Sunan Gunung Jati memiliki nama asli yaitu Syarif Hidayatullah putera Maulana Ishaq Syarif Abdillah seorang penguasa dari kota Ismailiah, Arab Saudi. Sunan Gunung Jati bukan Fatahilah atau Faletehan ulama dari Aceh sebagaimana sering dibahas dalam buku-buku sejarah Wali Sanga. Sunan Gunung Jati adalah Syarif Hidayatullah. Hal ini dapat dibuktikan bahwa di samping makam Sunan Gunung Jati Syarif Hidayatullah terdapat makam Tubagus Pasai Fathullah yang tidak lain adalah Faletehan. Sunan Gunung Jati Syarif Hidayatullah hidup pada zaman Adipati Raden Patah Sultan Demak pertama (1500-1518M), sedangkan Fatahilah datang dari Aceh pada masa pemerintahan Sultan Trenggono (1521-1546M), Raja / Sultan ketiga dari Kesultanan Demak.

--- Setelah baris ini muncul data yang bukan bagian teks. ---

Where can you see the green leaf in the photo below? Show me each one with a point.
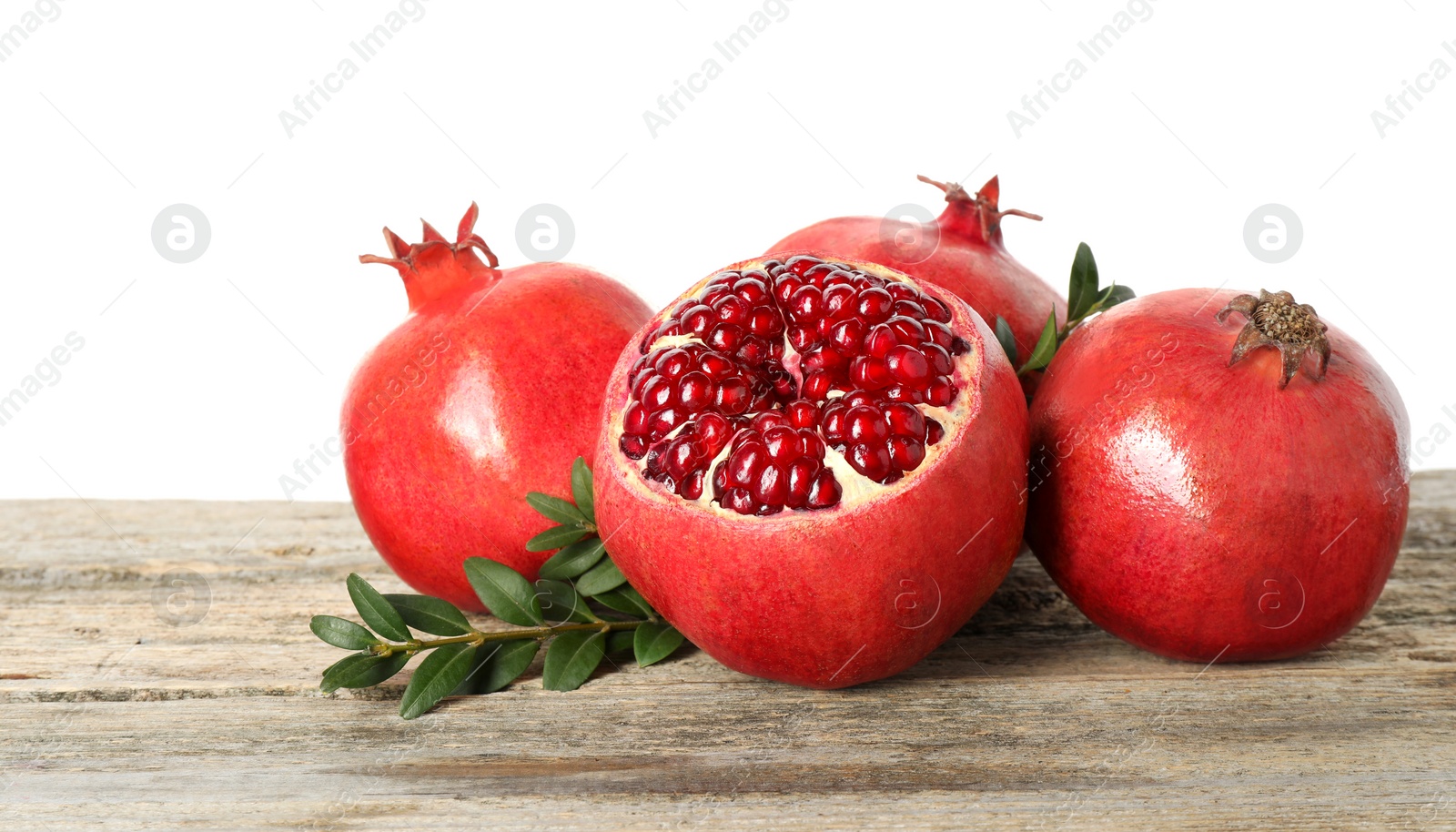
(601, 577)
(555, 538)
(626, 599)
(440, 674)
(430, 614)
(561, 602)
(621, 640)
(1117, 293)
(507, 664)
(1046, 347)
(1084, 286)
(572, 657)
(581, 489)
(361, 671)
(504, 592)
(574, 560)
(655, 642)
(341, 633)
(1006, 339)
(555, 509)
(376, 611)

Sunan Gunung Jati adalah putra Nyi Ratu Rara Santang atau
Syarifah Mudha’im dengan Maulana Ishaq Syarif Abdillah penguasa kota
Isma’iliyah. Maulana Ishaq Syarif
Abdillah dikaruniai dua putera, yaitu Syarif
Hidayatullah yang lebih dikenal dengan Sunan Gunung Jati dan Syarif Nurullah. Keduanya diperintah
ayahnya untuk menimba ilmu seperti ilmu agama, ilmu sosial, dan ilmu tasauf
dari ulama Baghdad. Pada saat Syarif Hidayatullah berumur 20 tahun ayahnya
meninggal dunia maka ia ditunjuk untuk menggantikan memerintah Kota
Isma’iliyah. Syarif Hidayatullah tidak bersedia karena sudah bertekad untuk
melaksanakan harapan ibunya menjadi mubaligh di Caruban (Cirebon). Pemerintahan
kota Isma’iliyah dilimpahkan kepada adiknya Syarif Nurullah.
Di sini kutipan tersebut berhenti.